Schwäbische Zeitung (Ravensburg / Weingarten)
„Operation Aderlass“: 21 Sportler unter Verdacht
Staatsanwaltschaft äußert sich zu Dopingskandal
MÜNCHEN (SID/dpa) - Der DopingKrimi um den Erfurter Arzt Mark S., von der Staatsanwaltschaft „Operation Aderlass“genannt, wird immer fesselnder. Wie die Staatsanwaltschaft in München mitteilte, seien nach bisherigem Kenntnisstand 21 Athleten aus acht Nationen betroffen, die von 2011 bis zur Nordischen Ski-WM in Seefeld im Februar dieses Jahres gedopt haben sollen.
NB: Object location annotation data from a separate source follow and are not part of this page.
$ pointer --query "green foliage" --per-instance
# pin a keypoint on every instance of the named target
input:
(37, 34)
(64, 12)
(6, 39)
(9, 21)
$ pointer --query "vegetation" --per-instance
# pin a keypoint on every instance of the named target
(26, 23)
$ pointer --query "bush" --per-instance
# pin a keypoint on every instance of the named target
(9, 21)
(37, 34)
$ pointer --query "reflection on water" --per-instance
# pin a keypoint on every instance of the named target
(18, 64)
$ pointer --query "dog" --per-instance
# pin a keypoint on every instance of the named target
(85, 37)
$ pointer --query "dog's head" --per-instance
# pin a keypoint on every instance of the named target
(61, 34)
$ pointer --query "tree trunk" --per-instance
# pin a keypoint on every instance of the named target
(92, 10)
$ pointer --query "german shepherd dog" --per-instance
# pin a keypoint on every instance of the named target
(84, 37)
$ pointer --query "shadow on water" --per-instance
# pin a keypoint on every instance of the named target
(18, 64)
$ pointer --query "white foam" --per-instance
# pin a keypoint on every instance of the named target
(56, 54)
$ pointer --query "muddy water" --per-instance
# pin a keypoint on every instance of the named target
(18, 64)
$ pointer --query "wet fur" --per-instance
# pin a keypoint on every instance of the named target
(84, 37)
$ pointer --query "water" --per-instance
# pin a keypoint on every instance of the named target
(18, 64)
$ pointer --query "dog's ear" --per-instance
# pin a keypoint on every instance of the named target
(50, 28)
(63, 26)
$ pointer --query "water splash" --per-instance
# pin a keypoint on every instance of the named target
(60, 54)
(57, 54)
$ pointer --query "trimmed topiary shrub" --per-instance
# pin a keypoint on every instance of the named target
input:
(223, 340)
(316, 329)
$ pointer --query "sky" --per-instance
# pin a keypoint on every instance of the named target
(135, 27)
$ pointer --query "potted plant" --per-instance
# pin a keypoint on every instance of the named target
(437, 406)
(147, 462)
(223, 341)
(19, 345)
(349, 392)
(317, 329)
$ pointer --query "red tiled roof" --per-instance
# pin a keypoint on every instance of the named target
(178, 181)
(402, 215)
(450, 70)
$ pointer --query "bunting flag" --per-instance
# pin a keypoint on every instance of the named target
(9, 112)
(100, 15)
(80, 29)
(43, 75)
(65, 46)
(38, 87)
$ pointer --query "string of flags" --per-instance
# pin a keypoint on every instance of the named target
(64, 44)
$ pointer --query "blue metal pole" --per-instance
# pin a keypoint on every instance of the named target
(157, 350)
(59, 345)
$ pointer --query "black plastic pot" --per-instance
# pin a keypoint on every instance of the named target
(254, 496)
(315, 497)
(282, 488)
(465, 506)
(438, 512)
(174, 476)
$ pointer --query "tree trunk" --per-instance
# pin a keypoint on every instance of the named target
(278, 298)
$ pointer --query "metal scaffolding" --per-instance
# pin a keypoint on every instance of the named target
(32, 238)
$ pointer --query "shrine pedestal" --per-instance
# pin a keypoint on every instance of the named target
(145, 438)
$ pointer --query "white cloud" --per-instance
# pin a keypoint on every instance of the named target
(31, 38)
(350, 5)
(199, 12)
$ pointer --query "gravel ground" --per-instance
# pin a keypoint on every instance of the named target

Ob auch deutsche Athleten betroffen sind, wollte Kai Gräber, Leiter der Schwerpunktstaatsanwaltschaft Doping in München aus ermittlungstaktischen Gründen nicht beantworten.
Die Sportler haben zwischen 2011 bis zu den Doping-Razzien in Seefeld wohl eine dreistellige Anzahl von Bluttransfusionen bekommen. „Die 21 Athleten kommen aus fünf verschiedenen Sportarten, darunter sind drei Wintersportarten“, sagte Gräber bei einer Pressekonferenz der Münchner Staatsanwaltschaft I. Dabei sein sollen Langlauf, Radsport und mutmaßlich Triathlon. Lediglich ein kleiner Prozentsatz der betroffenen Athleten sei weiblich. Die Bluttransfusionen seien weltweit gemacht worden. Sie seien unter anderem in Deutschland, Österreich und der Schweiz, aber auch in Südkorea und auf Hawaii vorgenommen worden. Im Februar 2018 hatten im südkoreanischen Pyeongchang die Olympischen Winterspiele stattgefunden. Auf Hawaii findet einmal im Jahr der Ironman der Triathleten statt.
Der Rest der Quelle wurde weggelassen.